The Seagal-led SNL with musical guest Michael Bolton went live on April 20, 1991. Like some lost media, it can be difficult to ascertain exactly what happened unless you venture to more obscure corners of the internet. SNL doesn’t make the full episode available for public viewing—which is probably the only clue you need to know that it wasn’t good.
Seagal started the show with a more agreeable encounter with Hans and Franz. After insisting Schwarzenegger could rip Seagal’s “tiny arms off,” the two turn bashful when Seagal appears and begins talking about a Zen mentality before using some aikido to shove the both of them around.
After the cold open, Seagal appears on stage to sing “Kung-Fu Fighting” in earnest, followed by an appearance as “Tenelli, One Man Army,” a trope-filled loner cop with Phil Hartman as his fed-up supervisor. (Relegated to desk duty, Tenelli is forced to deal with Rob Schneider’s Copy Guy by throwing him through the copier.) Seagal also does an impression of Andrew “Dice” Clay opposite Rock’s Nat X, smashes the set of the aforementioned Exxon sketch as a violent Greenpeace photographer, and glowers at Farley, his daughter’s prospective boyfriend.
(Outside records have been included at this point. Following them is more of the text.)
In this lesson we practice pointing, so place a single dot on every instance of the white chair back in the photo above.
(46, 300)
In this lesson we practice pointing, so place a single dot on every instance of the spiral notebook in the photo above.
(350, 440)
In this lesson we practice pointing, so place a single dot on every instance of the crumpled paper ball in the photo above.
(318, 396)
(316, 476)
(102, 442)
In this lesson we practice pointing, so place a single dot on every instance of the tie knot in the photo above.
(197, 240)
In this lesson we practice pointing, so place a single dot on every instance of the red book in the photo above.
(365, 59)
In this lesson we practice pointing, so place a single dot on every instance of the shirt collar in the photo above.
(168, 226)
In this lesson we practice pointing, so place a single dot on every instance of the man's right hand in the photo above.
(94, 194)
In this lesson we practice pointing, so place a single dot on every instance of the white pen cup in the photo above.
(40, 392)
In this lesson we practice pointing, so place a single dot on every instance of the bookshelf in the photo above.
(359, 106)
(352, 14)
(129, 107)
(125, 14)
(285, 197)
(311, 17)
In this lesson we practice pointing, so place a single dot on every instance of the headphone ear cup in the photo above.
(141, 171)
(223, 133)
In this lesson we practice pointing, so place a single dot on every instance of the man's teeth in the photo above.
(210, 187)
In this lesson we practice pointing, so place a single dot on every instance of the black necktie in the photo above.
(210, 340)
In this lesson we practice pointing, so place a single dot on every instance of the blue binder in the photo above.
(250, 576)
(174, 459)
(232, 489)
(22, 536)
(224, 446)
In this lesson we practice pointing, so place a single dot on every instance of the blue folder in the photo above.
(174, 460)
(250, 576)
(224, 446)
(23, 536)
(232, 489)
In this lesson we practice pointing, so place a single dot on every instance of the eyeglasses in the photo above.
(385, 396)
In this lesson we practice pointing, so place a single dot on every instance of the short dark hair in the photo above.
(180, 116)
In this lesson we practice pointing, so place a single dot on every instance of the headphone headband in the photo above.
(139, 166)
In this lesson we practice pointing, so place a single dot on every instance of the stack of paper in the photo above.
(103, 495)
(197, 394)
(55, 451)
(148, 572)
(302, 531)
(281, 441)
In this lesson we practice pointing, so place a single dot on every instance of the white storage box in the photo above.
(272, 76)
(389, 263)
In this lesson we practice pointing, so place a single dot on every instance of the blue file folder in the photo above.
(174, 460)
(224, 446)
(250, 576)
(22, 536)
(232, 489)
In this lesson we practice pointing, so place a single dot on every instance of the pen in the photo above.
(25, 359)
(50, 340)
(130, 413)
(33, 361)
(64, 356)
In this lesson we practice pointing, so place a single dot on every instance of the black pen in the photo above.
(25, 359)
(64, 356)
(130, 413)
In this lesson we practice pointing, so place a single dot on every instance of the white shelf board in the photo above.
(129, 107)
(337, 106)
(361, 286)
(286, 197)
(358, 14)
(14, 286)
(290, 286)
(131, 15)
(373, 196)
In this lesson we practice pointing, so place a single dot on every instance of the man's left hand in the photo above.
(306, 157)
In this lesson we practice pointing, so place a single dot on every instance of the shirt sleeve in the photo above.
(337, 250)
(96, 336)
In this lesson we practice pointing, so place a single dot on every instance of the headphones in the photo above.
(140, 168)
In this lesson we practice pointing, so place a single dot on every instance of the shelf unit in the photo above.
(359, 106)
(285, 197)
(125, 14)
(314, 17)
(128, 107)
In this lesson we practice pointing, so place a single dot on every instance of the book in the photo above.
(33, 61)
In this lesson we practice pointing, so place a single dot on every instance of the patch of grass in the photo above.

In half the sketches, Seagal is seen throwing cast members through breakaway sets. One YouTube commenter, reacting to the episode’s “highlights,” declared it “The Room of SNL episodes,” a reference to Tommy Wiseau's so-bad-it’s-still-bad-but-somehow-immensely-watchable cult movie.
Reflecting on Seagal’s hosting duties, cast member Tim Meadows said in the 2008 book Live From New York: An Uncensored History of Saturday Night Live that the problem was Seagal’s inability to be self-effacing. “The biggest problem with Steven Seagal was that he would complain about jokes he didn’t get, so it was like—you can’t explain something to somebody in German if they don’t speak German,” Meadows said. “He just wasn’t funny and he was very critical of the cast and the writing staff. He didn’t realize you can’t tell somebody they’re stupid on Wednesday and expect them to continue writing for you on Saturday.”
This was not the last time an SNL cast member would encounter Seagal. Rob Schneider spoke about a time a writer friend of his was meeting Seagal for a discussion about a sequel to 1992’s Under Siege. The friend encountered Seagal on a film set. “I just read the greatest script I’ve ever read in my life,” Seagal said.
“Really?” Schneider’s friend said. “Who wrote it?”
“I did,” Seagal said.
According to David Spade, Seagal’s abrasiveness had the production talking about simply doing the show with no host at all. Stern posed the same question to Odenkirk. If it wasn’t working, why do it? “By the time you get to Wednesday,” Odenkirk said, “what are you gonna do?”